AI Mode is Not Live Web

Discovery

An experiment testing Google's AI Mode suggests it may rely on Google's existing index or cached web data rather than performing live HTTP requests for all URLs.

Listen

When you use Google's AI Mode to fetch a web page, you might assume it is browsing the live internet in real time. But a recent experiment reveals that this is not exactly how it works.

To test this, a brand-new web page was uploaded to a live server. A standard connection check confirmed the page was live and fully accessible. However, when a Python script was run inside Google's AI Mode to fetch that same new web address, it returned a "not found" error.
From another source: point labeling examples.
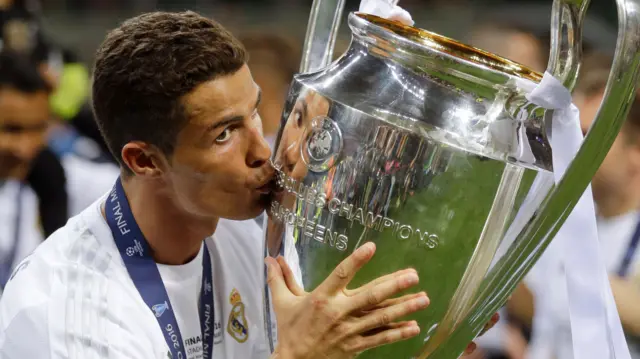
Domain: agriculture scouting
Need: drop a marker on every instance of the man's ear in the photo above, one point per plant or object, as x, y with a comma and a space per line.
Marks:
144, 160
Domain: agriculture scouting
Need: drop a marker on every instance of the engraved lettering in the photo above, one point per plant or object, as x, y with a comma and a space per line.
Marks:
309, 228
359, 216
320, 232
312, 193
321, 200
331, 237
300, 221
291, 217
373, 222
386, 223
345, 210
342, 242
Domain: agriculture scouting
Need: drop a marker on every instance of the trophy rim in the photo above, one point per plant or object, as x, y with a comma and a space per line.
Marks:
451, 47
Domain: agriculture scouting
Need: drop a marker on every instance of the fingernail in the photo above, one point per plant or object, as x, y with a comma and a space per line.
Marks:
423, 302
269, 262
414, 330
411, 279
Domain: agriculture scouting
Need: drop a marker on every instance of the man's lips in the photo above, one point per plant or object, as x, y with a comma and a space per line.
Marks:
268, 186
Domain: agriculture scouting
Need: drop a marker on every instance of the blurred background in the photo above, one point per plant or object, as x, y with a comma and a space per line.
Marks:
53, 162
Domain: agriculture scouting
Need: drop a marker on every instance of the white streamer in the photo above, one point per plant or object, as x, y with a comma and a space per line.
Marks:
386, 9
596, 329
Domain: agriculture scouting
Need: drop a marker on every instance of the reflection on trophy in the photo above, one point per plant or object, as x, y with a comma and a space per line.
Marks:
431, 149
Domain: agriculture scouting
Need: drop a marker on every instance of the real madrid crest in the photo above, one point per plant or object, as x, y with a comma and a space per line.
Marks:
237, 326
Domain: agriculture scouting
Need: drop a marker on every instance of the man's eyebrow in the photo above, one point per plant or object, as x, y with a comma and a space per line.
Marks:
233, 118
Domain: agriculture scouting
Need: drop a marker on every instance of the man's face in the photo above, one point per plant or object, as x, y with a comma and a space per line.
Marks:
23, 123
220, 167
617, 168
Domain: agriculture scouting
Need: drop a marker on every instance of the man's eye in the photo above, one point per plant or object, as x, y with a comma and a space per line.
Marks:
224, 136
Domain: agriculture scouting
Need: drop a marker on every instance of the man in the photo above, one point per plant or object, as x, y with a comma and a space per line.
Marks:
616, 192
273, 63
25, 183
131, 276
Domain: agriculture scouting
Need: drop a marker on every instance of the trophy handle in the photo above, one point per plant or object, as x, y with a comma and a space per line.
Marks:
620, 91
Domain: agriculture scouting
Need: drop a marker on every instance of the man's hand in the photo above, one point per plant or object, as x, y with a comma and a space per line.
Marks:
332, 322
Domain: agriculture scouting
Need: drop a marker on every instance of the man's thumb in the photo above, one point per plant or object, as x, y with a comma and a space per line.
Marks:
275, 280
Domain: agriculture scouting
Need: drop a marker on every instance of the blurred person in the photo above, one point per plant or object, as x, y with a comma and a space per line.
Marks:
21, 31
32, 179
181, 118
273, 62
172, 249
616, 192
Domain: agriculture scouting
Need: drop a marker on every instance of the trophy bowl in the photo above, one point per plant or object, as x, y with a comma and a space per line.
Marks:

The script was then changed to fetch an older, already indexed page on the same server. This time, the AI successfully retrieved the page and its content.

This suggests that Google's AI Mode does not perform a fresh, live request to the target server every time. Instead, it seems to consult Google's existing search index or cache first. If a page is brand-new and has not been crawled yet, the AI acts as if it does not exist and simulates a 404 error, even if the page is actually live.

For developers and researchers, this is a crucial distinction. It means the AI's web access is mediated through Google's existing snapshot of the internet, rather than direct, real-time browsing. If you need up-to-the-second accuracy on a newly published page, the AI might tell you it simply is not there.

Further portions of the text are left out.